NP starting salaries in the Capital region of NY

Published

  • Specializes in Neuroscience, Cardiac Nursing.

This is a question for NPs working in or familiar with the capital region of New York (Albany area). I was just offered a position as a pain mgmt NP in a private practice and I was told the starting salary for NPs in that area is 80k. I just want to find out if this is true because it seems very low for New York and this is the starting salary for a lot of RNs in NYC. Seems wrong to me that a role with more responsibility comes with a low salary. Thanks for any input.

Upstate New York is a whole different world compared to NYC and it's suburbs. Albany and the rest of upstate might as well be a different state when you look at home prices, cost of living, etc. I wouldn't expect nursing salaries to be anything near NYC levels.

That being said , 80k is low for any NP in my opinion so I would shoot for at least 90k.

paiger33

1 Post

I work in the capital district, 80K does not seem that far off the mark for this area. I know of several of my classmates who could not find jobs, and the ones who did accepted positions around that salary. I make slightly more, but I work off shift and in a specialty area.

Sha-Sha RN

108 Posts

Specializes in Neuroscience, Cardiac Nursing.

Thank you all for you responses. I was not expecting 100k knowing the area is not NYC, but I was not expecting an offer that was less than what I make as an RN (even after you take off the extra money I receive for educational and experience differentials). Plus this is a specialty area that will require a lot of work on my part so again, I was surprised. The cost of living may be lower, but not by much because there were a lot of rentals that cost more than what I pay in manhattan, so a 10-15k pay cut plus relocation expenses does not sound like a financially sound decision - I will be staying in the NYC area until something better comes along. Thanks again.

allnurses Guide

BostonFNP, APRN

3 Articles; 5,581 Posts

Specializes in Adult Internal Medicine. Has 12 years experience.

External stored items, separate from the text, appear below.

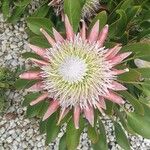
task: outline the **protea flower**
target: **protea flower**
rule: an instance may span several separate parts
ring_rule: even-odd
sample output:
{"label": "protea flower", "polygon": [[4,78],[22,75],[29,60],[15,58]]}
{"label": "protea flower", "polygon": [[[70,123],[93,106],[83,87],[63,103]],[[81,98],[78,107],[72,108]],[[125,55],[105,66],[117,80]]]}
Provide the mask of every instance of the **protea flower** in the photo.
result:
{"label": "protea flower", "polygon": [[[64,0],[52,0],[49,6],[55,8],[56,15],[60,14],[63,10]],[[100,8],[99,0],[86,0],[82,8],[82,18],[90,18]]]}
{"label": "protea flower", "polygon": [[28,91],[41,91],[42,94],[30,105],[49,99],[49,107],[43,120],[50,117],[60,107],[61,119],[73,109],[74,124],[79,128],[81,113],[89,123],[94,125],[94,109],[103,112],[106,109],[105,99],[117,104],[124,100],[116,91],[126,90],[117,81],[117,76],[126,71],[114,67],[131,53],[118,54],[118,44],[110,49],[103,47],[108,34],[108,25],[99,32],[99,21],[95,23],[87,35],[83,22],[80,33],[75,34],[65,16],[66,37],[61,36],[54,28],[52,38],[44,29],[41,32],[51,44],[51,48],[43,49],[34,45],[30,48],[43,58],[32,59],[41,70],[28,71],[20,75],[22,79],[36,79],[36,84]]}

Is there a bonus/profit sharing component? I make about 75% additional each year in profit sharing.

Stud_martin

19 Posts

Has 5 years experience.

I'm sure it is an accurate glimpse at the salaries of NPs/PAs, despite being somewhat low in terms of respondents per state, however I am a bit surprised at how much lower the average NP salary is compared to the average PA salary in many (most) states. Is the pay scale between the two that disparate?

allnurses Guide

BostonFNP, APRN

3 Articles; 5,581 Posts

Specializes in Adult Internal Medicine. Has 12 years experience.
I'm sure it is an accurate glimpse at the salaries of NPs/PAs, despite being somewhat low in terms of respondents per state, however I am a bit surprised at how much lower the average NP salary is compared to the average PA salary in many (most) states. Is the pay scale between the two that disparate?

The 2013 data showed NPs gaining some ground on PAs, though both increased in terms of salary. Hourly, NPs actually increased a bit while PAs lost a bit.

Sha-Sha RN

108 Posts

Specializes in Neuroscience, Cardiac Nursing.
Is there a bonus/profit sharing component? I make about 75% additional each year in profit sharing.

There isn't a bonus sharing component as far as I know, that was never part of the conversation. The role would be to see all the doc's follow-up patients so it would free up his time to do procedures. Any new patients would be seen jointly with the doc. So the patients would never be under this NP. So where would the bonus come in since most of these visits would probably be billed as incident-to billing.

Sha-Sha RN

108 Posts

Specializes in Neuroscience, Cardiac Nursing.
I'm sure it is an accurate glimpse at the salaries of NPs/PAs, despite being somewhat low in terms of respondents per state, however I am a bit surprised at how much lower the average NP salary is compared to the average PA salary in many (most) states. Is the pay scale between the two that disparate?

I was surprised by the disparity between PA and NP salaries, but it makes me wonder if that has to do with the preference that some MDs have to work with PAs and the long standing issue that PA have more clinical hours/training than NPs.

JeanettePNP, MSN, RN, NP

1 Article; 1,863 Posts

Specializes in Pediatric Pulmonology and Allergy. Has 8 years experience.

As a new grad RN I interviewed for a job in Albany Medical Center and the starting salary for an RN was about 50k, so 80k for an NP does not surprise me.